抽样是另一种应用于不平衡数据集的常用选项,可以为类分布带来一些平衡.基本上有两种基本方法.
Sampling is another common option applied to imbalanced datasets to bring some balance to the class distributions. There are essentially two fundamental approaches.
欠采样
提取较小的多数实例集并保留少数实例.这将导致较小的数据集,其中类之间的分布更接近;但是,您丢弃了可能很有价值的数据.如果您拥有大量数据,这也很有用.
Extract a smaller set of the majority instances and keep the minority. This will result in a smaller dataset where the distribution between classes is closer; however, you have discarded data that may have been valuable. This could also be beneficial if you have a very large amount of data.
过采样
通过复制来增加少数实例的数量.这将导致更大的数据集保留所有原始数据,但可能会引入偏差.但是,随着大小的增加,您可能也会开始影响计算性能.

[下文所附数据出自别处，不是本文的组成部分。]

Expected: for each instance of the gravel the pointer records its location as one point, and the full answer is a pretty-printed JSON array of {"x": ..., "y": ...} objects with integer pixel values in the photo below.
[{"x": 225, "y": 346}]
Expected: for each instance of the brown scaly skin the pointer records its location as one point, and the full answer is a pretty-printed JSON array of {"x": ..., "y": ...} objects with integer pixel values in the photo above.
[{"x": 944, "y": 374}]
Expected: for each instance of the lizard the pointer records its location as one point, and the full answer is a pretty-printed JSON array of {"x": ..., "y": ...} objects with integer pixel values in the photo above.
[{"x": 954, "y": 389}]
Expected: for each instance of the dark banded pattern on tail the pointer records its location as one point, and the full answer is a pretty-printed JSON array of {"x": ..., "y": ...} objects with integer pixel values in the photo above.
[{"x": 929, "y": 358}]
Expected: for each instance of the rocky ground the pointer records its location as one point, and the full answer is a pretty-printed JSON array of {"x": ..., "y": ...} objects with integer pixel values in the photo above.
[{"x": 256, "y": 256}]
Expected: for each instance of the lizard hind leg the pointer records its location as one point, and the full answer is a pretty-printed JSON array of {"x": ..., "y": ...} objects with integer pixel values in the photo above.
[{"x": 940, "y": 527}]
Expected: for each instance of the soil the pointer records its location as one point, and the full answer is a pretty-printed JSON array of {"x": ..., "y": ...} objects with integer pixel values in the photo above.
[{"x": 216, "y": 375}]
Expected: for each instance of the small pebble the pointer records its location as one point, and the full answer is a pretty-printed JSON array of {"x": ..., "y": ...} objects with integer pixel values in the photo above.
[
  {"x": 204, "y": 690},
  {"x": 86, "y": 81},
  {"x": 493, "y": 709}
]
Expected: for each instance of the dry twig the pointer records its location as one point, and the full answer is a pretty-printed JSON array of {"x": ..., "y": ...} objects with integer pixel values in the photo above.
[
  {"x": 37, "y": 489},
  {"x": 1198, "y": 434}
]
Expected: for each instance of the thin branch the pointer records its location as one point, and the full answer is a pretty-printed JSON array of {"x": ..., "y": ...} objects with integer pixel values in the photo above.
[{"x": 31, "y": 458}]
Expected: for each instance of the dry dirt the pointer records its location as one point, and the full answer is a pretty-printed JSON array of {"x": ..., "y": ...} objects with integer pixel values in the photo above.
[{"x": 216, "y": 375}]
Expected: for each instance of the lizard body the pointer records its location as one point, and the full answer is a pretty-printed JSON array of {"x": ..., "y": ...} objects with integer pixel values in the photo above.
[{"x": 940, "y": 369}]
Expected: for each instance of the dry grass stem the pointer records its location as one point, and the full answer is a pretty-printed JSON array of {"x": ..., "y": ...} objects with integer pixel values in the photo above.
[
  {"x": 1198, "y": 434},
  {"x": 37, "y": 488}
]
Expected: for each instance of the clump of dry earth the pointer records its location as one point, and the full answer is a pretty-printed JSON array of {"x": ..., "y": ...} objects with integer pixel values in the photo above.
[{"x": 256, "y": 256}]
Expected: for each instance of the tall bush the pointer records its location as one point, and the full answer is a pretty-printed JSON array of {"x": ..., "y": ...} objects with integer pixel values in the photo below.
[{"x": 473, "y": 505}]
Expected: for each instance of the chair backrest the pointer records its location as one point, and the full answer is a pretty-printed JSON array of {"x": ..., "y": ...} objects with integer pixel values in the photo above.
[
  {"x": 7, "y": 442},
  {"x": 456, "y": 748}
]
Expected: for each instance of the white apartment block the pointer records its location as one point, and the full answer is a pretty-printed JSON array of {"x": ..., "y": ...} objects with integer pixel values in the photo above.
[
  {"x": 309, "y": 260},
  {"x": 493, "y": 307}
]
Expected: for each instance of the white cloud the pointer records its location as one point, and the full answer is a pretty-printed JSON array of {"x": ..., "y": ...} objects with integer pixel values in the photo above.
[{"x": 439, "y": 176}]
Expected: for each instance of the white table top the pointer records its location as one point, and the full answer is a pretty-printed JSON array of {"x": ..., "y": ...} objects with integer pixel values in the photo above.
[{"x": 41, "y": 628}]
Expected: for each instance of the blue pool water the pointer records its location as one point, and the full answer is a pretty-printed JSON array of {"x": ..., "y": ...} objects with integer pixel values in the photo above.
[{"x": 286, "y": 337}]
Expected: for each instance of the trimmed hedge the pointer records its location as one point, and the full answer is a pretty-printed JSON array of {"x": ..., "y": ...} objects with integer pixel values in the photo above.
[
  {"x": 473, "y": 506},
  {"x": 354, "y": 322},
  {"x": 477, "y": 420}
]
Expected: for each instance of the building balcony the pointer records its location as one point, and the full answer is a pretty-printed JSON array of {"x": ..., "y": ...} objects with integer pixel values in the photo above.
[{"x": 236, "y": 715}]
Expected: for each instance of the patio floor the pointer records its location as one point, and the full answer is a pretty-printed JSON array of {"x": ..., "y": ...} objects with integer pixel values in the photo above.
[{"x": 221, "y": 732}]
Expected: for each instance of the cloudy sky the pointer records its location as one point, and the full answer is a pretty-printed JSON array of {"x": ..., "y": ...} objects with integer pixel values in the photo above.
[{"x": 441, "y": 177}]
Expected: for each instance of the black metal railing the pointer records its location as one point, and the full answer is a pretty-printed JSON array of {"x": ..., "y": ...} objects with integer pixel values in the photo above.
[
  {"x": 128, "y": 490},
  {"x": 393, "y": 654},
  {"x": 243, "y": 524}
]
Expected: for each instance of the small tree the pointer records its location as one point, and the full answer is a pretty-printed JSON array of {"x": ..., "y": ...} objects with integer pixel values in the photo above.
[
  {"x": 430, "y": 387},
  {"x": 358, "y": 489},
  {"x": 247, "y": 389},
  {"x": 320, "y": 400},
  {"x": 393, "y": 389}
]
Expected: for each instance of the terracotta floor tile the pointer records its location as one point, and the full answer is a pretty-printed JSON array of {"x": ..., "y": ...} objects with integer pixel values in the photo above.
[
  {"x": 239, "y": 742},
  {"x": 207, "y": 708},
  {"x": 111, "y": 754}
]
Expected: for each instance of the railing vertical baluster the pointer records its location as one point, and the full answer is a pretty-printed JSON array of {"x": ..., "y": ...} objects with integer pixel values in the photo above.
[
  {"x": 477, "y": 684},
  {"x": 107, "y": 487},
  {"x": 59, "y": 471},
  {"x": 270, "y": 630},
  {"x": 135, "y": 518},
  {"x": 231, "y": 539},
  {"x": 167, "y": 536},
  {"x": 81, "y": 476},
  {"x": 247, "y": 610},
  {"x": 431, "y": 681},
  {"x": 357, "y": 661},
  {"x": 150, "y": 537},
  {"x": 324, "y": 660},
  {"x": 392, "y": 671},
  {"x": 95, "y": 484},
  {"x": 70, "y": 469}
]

Increase the number of minority instances by replicating them. This will result in a larger dataset which retains all the original data but may introduce bias. As you increase the size, however, you may begin to impact computational performance as well.
高级方法
还有其他更复杂"的方法可以帮助解决潜在的偏见.这些方法包括 SMOTE、SMOTEBoost 和 EasyEnsemble 如本关于不平衡数据集和 CSL 的问题.
There are additional methods that are more ‘sophisticated’ to help address potential bias. These include methods such as SMOTE, SMOTEBoost and EasyEnsemble as referenced in this prior question regarding imbalanced datasets and CSL.
关于使用不平衡数据构建模型的另一个注意事项是,您应该牢记模型指标.例如,诸如 F 度量之类的指标不考虑真负率.因此,通常建议在不平衡的设置中使用诸如 Cohen 的 kappa 指标之类的指标.
One further note regarding building models with imbalanced data is that you should keep in mind your model metric. For example, metrics such as F-measures don’t take into account the true negative rate. Therefore, it is often recommended that in imbalanced settings to use metrics such as Cohen’s kappa metric.
这篇关于处理二分类中的类不平衡的文章就介绍到这了,希望我们推荐的答案对大家有所帮助,也希望大家多多支持!